Al haber tornado esos bocados de la rancia confección de la cultura norteamericana, estaba seguro de que su apetito había sido saciado, a diferencia de su hermano, Gigo, que se la había tragado toda y ahora se dedicaba a importar drogas y «esposas rusas» desde su tríplex de cinco habitaciones en la eternamente soleada Miami Beach.
Gigo tenía, además, una adicción a la cocaína del tamaño de una Lincoln Navigator. Djura se estremeció mientras pasaba junto a una fila de contenedores de basura. Odiaba el hecho de saber lo que era una Lincoln Navigator, un conocimiento no deseado que, sin embargo, se había filtrado en su mente. Una prueba contra la pureza imaginaria de su vida.
Y esos pensamientos lo llevaron nuevamente a Damon Cornadoro, un corruptor a gran escala. Djura podría cargarse tranquilamente al norteamericano antes que a Cornadoro, aunque probablemente acabaría matándolos a ambos. Los dos eran infieles. Debajo del brillo superficial, ¿cuánta diferencia podían haber entre ellos?
Después de comprobar que había quitado el seguro del Tac-50, empujó lentamente la puerta metálica hacia afuera. La mañana era calurosa y húmeda. Los pájaros cantaban en los árboles, los insectos zumbaban, el siseo del tráfico que subía y bajaba la colina se extendía por encima de su morada de cemento.
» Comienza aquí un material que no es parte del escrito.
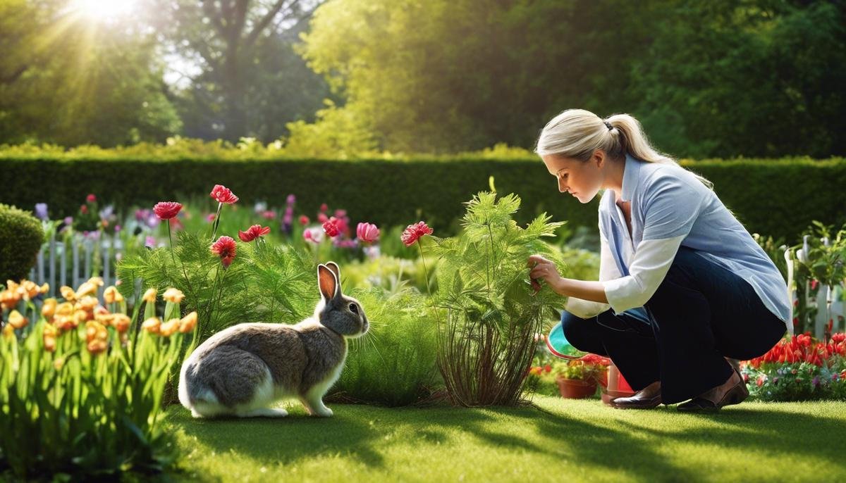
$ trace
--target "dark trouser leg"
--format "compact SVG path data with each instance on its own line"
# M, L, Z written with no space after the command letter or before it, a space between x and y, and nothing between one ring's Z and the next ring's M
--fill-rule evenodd
M655 337L651 327L642 321L610 310L590 318L564 311L561 327L576 349L610 357L635 391L658 380Z
M724 357L761 355L785 330L748 282L685 247L645 307L657 341L664 404L726 382L733 369Z

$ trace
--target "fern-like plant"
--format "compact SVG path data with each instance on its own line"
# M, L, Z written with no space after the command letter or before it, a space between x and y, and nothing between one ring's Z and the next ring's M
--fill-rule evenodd
M538 253L563 266L542 240L563 222L543 214L519 226L515 194L482 192L466 204L462 232L435 238L438 367L453 404L513 405L521 401L534 334L563 302L548 288L533 293L527 260Z
M186 313L198 314L197 342L244 322L293 323L310 315L320 294L307 253L288 245L238 243L235 260L224 269L203 234L181 232L173 247L128 257L118 264L120 290L176 287L185 294Z

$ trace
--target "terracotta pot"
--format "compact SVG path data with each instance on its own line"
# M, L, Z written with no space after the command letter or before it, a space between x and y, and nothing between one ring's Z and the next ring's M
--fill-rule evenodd
M558 383L558 391L562 398L569 399L584 399L596 393L596 381L582 381L581 379L565 379L561 376L555 378Z
M608 366L607 383L602 385L602 402L610 404L617 398L628 398L634 395L634 391L629 383L620 374L617 366Z

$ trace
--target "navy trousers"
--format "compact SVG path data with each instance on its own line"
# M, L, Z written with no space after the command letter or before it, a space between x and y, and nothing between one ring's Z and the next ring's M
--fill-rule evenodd
M633 389L661 381L666 404L726 382L725 357L762 355L786 329L752 285L684 247L644 307L648 323L625 312L581 318L564 311L561 326L576 349L610 357Z

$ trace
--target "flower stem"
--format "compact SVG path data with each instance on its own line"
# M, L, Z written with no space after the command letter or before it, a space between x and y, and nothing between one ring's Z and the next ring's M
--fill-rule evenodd
M212 241L214 242L214 236L217 234L217 225L220 225L220 210L223 209L223 204L217 204L217 213L214 215L214 224L212 228Z

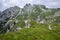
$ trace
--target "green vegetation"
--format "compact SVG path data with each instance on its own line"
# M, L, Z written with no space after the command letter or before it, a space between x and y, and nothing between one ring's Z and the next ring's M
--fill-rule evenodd
M23 28L16 32L0 34L0 40L60 40L60 36L47 28L31 21L31 28Z

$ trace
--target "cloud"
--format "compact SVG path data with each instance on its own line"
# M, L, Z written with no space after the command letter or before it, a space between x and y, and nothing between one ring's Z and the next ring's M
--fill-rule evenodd
M60 0L0 0L0 10L2 11L15 5L23 7L26 3L43 4L49 8L60 7Z

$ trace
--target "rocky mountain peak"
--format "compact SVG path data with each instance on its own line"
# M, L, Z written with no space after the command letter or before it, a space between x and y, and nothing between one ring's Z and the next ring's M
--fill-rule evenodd
M18 6L10 7L4 10L0 15L0 21L5 21L10 17L14 18L19 13L19 11L20 11L20 8Z

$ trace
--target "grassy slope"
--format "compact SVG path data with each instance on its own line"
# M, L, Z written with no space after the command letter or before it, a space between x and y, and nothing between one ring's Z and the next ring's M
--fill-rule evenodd
M31 22L31 24L31 28L0 34L0 40L60 40L60 36L57 33L35 22Z

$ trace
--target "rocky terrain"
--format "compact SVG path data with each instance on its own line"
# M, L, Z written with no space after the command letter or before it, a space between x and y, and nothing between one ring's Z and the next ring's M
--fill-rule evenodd
M60 40L60 8L10 7L0 13L0 34L1 40Z

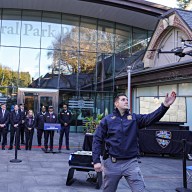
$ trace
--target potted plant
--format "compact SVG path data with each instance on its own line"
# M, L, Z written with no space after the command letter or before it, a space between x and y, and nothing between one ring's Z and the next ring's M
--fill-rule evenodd
M86 123L85 123L85 132L86 134L93 134L99 125L101 119L103 118L102 114L97 114L97 117L94 119L93 116L91 117L85 117Z

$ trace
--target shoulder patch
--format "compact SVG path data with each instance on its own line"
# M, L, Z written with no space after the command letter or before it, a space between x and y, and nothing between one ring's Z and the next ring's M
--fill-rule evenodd
M132 115L128 115L128 116L127 116L127 119L128 119L128 120L132 120Z

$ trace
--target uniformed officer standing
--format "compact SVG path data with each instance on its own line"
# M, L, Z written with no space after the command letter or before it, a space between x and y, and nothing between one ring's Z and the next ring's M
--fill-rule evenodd
M125 94L115 98L114 112L102 119L93 137L93 162L97 172L104 171L104 192L115 192L124 176L133 192L144 192L145 185L138 165L138 128L159 121L176 99L175 92L166 95L164 102L148 115L130 114ZM100 155L105 142L103 166ZM107 154L107 155L106 155Z
M61 130L60 130L60 137L59 137L59 148L60 151L62 148L63 143L63 135L65 133L65 145L66 149L70 150L69 148L69 131L70 131L70 124L72 121L71 112L68 110L67 104L63 104L63 110L60 112L59 115L59 122L61 123Z
M25 150L31 150L35 125L34 113L29 110L25 118Z
M10 147L9 150L13 149L13 142L14 142L14 137L16 134L16 147L18 150L20 149L20 126L22 123L22 117L21 117L21 113L19 113L19 107L16 104L14 106L14 110L11 112L10 114L10 123L11 123L11 130L10 130Z
M45 123L57 123L57 115L53 112L53 106L49 106L49 112L45 114ZM53 151L53 138L54 131L46 130L45 131L45 151L48 150L48 140L50 136L50 151Z
M7 143L7 131L9 126L9 111L6 110L6 104L1 104L0 109L0 132L3 136L2 150L5 150L5 145Z
M25 144L24 141L24 132L25 132L25 117L27 115L27 111L24 108L23 104L19 105L19 113L21 114L21 125L20 125L20 138L21 144Z
M45 114L46 114L46 107L42 106L41 112L39 112L36 116L38 146L41 146L42 135L44 133ZM45 138L45 135L44 135L44 138Z

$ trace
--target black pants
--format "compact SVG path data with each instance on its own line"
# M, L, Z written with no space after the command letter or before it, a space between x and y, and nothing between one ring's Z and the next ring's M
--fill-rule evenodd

De pronto un coche se detuvo y de él bajaron una mujer y un niño. La mujer iba vestida con ropas occidentales, aunque a Djura le pareció que era musulmana. El niño estaba concentrado comiendo un helado. Luego el coche se alejó y la mujer y el niño se dirigieron a la entrada principal del Sinope A Blok. Un hombre de piel oscura y mediana edad apareció fumando un cigarrillo y hablando por un teléfono móvil. Echó a andar hasta la curva del camino particular y se detuvo en una zona bañada por el sol. Un momento después, llegó un coche y recogió al hombre. El vehículo se marchó, el sonido de su tubo de escape reverberando en la caja armónica del edificio.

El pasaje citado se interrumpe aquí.